Block Jacobi iteration code for CUDA+MPI, updated, adapted and generalized from This code is from a two part blog post, part 2 here:
To run the jacobi test, be on a backend node, load an mpi compatible with slurm, enter the folder, and run the runjac
This script does not require any arguments, but it does accept arguments for build configuration in the form of key value pairs where the key is a variable assigned with ? in jacobi_test/src/Makefile
which are the build options.
Set any of these variables to empty on command line to disable
- MPICC - MPI C Compiler [cc]
- MPILD - MPI Linker C++ compiler [CC]
- CCBIN - CUDA HOST COMPILER (companion for nvcc) [$(MPICC)]
- SMS - Compute capability of target [80]
- OFLAG - Optimization flag [-O3]
- CUDA_HOME - Prefix for cuda install [$(CUDA_PATH)]
- CUDA_COMPAT - Prefix for cuda install [-L$(CUDA_PATH)/compat] [links -lcuda]
- GDR_FLAGS - GPU Direct library (SET GDR_FLAGS= to disable) [-lgdrapi]
- MPI_GTL - Gtl library for cuda aware (cray only) [$(CRAY_MPICH_BASEDIR)/../gtl/lib] [links -lmpi_gtl_cuda]
- topx - Number of processes in x dimension [4]
- topy - Number of processes in y dimension [2]
- srun_opts - Arguments to srun apart from N and ntasks-per-node. As a string. [none]
Any UCX, OFI, OMPI, MCA, MPICH options should also be provided at the command line in the same format.
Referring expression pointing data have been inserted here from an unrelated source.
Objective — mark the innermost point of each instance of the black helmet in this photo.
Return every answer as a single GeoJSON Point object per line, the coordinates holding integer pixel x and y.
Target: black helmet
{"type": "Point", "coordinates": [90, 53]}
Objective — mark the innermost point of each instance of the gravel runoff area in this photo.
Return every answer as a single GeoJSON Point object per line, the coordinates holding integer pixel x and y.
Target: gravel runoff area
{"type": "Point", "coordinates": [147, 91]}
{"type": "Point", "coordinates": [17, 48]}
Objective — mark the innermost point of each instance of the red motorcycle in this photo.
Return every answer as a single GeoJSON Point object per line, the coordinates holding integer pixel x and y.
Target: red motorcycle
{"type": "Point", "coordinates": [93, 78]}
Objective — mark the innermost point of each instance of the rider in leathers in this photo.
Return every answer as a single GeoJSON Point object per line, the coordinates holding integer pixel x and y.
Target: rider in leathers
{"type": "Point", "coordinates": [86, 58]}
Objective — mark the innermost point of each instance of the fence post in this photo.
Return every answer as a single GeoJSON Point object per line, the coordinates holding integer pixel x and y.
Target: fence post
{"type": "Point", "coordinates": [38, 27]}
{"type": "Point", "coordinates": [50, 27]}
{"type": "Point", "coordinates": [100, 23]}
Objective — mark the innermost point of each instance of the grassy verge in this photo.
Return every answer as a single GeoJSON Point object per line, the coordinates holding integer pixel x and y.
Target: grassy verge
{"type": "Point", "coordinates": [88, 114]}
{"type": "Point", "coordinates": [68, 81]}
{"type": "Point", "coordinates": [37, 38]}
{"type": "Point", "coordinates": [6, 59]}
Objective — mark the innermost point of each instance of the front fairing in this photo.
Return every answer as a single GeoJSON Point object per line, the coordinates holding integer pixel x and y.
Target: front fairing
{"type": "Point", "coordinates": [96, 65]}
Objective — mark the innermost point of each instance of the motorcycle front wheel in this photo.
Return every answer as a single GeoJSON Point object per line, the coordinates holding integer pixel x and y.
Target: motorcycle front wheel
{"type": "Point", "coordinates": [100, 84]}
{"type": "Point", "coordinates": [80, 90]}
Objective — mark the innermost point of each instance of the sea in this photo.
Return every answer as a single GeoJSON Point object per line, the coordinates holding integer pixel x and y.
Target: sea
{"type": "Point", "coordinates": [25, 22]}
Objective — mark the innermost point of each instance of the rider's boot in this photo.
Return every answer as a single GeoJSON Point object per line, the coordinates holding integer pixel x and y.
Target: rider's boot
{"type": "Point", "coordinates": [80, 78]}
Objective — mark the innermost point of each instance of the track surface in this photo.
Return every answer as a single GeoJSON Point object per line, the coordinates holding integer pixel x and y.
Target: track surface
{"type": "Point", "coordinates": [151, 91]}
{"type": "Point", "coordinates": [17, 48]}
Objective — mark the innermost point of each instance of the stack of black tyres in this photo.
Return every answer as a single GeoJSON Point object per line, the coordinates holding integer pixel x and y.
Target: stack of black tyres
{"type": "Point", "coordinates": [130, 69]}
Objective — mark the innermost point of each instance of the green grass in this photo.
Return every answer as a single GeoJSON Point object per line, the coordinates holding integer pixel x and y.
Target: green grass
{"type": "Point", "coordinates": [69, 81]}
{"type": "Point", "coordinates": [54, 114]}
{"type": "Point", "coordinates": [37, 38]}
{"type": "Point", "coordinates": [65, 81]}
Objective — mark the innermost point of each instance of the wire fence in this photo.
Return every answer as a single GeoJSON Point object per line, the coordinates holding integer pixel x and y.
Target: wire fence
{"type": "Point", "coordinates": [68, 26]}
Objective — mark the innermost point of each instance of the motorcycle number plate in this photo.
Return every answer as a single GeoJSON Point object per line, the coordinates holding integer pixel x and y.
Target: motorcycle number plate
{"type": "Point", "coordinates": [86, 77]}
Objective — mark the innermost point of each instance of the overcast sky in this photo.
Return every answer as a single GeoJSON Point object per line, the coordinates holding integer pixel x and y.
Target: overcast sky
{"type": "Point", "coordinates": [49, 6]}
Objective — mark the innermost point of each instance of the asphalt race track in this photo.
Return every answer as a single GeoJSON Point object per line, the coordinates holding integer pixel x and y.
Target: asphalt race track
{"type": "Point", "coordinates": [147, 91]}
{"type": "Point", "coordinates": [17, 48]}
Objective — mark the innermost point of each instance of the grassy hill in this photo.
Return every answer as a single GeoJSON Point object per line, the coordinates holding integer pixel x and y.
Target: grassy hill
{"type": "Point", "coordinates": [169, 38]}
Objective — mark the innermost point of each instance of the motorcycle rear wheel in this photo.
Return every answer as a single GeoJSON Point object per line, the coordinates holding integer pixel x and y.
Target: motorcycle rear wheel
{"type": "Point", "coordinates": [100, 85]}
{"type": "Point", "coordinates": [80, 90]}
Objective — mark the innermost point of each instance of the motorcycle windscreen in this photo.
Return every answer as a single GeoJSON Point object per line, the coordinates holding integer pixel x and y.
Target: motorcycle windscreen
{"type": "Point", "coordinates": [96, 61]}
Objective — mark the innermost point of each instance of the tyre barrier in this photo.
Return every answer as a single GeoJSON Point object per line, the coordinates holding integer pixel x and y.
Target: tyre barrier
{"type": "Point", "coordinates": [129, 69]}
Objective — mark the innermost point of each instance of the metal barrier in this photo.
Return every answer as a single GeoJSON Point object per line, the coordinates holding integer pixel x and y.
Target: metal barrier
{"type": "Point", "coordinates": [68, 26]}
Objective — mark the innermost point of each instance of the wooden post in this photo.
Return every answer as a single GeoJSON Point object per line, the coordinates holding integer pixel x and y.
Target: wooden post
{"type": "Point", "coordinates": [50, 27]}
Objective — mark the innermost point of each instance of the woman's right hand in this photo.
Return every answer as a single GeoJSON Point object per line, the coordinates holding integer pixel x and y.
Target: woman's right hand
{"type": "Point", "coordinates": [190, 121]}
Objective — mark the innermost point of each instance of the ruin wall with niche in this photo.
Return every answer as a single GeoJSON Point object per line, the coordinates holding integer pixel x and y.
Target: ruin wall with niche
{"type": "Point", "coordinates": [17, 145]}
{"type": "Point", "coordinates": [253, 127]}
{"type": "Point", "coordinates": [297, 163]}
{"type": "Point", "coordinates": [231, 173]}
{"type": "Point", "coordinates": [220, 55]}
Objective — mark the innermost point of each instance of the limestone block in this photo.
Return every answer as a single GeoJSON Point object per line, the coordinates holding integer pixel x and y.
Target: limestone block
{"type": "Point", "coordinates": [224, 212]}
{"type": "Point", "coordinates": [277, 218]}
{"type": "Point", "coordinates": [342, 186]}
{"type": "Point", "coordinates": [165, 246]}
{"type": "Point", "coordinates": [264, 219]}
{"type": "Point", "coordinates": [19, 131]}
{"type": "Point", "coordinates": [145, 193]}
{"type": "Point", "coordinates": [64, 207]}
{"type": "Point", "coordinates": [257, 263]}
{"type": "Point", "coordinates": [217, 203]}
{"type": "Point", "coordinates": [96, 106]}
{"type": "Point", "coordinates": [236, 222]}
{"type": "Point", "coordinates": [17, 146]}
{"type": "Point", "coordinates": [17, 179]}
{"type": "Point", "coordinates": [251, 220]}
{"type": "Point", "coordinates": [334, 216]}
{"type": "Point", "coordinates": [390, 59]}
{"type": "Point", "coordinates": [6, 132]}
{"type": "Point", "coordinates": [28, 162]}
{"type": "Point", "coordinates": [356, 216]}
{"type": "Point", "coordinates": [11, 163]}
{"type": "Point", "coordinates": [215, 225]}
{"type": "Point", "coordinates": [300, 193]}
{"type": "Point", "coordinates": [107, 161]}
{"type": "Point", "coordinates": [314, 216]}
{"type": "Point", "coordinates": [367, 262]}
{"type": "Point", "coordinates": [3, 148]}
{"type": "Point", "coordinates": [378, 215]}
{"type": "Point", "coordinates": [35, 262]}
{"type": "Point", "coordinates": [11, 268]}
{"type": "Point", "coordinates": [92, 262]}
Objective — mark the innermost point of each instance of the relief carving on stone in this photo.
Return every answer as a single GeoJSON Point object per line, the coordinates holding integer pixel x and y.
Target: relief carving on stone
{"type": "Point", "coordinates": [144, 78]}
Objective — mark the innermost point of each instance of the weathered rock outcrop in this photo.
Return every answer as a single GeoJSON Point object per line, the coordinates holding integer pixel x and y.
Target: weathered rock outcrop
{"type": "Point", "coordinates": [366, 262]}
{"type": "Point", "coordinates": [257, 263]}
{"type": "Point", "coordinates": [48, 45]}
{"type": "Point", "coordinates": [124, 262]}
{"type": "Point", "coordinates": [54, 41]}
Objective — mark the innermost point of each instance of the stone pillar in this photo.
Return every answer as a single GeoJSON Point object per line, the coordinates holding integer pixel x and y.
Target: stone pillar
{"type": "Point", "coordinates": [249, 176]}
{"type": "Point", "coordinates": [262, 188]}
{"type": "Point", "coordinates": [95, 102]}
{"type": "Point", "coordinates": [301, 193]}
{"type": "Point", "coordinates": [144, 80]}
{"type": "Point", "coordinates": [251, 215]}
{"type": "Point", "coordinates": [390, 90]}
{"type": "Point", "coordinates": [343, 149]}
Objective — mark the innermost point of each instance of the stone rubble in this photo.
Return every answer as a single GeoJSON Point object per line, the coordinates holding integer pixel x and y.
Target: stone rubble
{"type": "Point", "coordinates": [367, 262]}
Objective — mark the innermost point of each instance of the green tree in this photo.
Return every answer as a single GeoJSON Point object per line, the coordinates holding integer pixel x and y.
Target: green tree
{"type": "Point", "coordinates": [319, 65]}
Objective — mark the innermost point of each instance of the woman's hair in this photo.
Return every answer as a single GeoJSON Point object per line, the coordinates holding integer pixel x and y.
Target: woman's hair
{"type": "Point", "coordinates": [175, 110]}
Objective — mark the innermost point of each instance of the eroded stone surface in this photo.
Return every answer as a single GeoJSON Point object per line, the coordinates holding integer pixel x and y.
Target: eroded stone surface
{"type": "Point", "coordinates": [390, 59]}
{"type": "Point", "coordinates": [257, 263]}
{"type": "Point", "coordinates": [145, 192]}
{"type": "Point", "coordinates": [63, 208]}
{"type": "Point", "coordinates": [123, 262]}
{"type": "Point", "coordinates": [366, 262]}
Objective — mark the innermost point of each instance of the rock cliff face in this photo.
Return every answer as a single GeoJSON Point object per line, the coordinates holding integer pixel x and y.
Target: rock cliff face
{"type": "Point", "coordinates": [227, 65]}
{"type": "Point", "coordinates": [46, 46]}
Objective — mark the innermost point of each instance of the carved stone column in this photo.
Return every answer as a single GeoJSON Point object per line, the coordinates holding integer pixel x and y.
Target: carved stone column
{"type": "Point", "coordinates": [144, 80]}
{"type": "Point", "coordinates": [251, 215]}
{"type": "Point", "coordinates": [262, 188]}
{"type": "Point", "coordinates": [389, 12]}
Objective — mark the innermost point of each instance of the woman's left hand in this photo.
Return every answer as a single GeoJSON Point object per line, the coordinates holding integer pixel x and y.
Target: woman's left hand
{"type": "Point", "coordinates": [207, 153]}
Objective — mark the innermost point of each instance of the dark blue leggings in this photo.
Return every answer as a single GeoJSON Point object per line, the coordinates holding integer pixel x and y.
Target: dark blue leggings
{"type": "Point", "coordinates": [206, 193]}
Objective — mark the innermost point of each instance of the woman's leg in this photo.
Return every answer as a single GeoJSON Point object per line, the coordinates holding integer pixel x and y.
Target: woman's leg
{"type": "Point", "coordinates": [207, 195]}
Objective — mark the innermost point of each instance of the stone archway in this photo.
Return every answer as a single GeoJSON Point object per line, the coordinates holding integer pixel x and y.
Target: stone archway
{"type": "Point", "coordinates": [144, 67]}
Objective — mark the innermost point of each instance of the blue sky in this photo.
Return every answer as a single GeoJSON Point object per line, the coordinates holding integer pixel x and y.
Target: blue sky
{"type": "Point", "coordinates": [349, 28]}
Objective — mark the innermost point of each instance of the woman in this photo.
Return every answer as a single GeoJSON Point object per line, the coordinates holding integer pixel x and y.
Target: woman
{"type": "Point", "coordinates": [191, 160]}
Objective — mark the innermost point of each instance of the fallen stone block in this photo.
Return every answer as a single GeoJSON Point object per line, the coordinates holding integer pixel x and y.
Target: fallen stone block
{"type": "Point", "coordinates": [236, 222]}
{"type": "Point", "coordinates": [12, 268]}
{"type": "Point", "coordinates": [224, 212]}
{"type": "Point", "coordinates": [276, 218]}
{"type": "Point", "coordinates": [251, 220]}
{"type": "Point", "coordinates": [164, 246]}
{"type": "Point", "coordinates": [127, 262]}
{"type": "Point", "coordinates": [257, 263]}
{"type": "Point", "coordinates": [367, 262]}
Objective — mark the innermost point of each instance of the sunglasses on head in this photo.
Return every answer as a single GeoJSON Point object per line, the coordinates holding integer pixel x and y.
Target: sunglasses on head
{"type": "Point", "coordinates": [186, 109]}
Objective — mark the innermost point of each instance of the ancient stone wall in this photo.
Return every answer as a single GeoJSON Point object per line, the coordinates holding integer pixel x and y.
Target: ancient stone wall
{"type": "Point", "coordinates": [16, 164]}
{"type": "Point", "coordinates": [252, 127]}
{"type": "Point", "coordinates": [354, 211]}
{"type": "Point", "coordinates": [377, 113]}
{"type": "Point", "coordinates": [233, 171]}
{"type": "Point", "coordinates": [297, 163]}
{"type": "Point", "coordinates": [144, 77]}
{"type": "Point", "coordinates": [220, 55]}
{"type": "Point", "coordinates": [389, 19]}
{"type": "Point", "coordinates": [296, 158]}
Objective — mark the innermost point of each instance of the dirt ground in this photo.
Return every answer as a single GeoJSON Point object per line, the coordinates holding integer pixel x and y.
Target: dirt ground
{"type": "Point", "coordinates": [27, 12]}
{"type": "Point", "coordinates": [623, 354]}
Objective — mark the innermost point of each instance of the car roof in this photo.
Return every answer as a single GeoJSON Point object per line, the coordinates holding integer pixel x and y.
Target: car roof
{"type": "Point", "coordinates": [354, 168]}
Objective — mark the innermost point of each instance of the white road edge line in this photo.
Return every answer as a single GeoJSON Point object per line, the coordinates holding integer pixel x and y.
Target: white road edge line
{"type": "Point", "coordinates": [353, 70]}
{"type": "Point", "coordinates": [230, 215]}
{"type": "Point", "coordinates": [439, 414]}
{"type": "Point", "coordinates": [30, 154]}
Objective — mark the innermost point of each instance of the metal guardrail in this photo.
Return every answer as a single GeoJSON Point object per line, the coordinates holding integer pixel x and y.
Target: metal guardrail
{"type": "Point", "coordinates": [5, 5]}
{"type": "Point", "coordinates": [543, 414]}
The executables will be created in a new folder jacobi_test/bin
The runjac
script will enter the rslt folder and use the runtime options provided to launch srun with the script jacobi_test/rslt/run_mpi
which sets the visible gpu for each process before launching the main executable.
The main executables can also be launched directly, but doing so results in significant performance degridation.
Using the run_mpi script results in a 2+x speedup for the cuda aware program.
To run the preprocessor test, be on a backend node, load an mpi compatible with slurm, enter the folder, and run the cuda_aware_run
script which takes no arguments.
It'll create a bin folder, build a binary with a descriptive name in it, and run it with two processes on one node.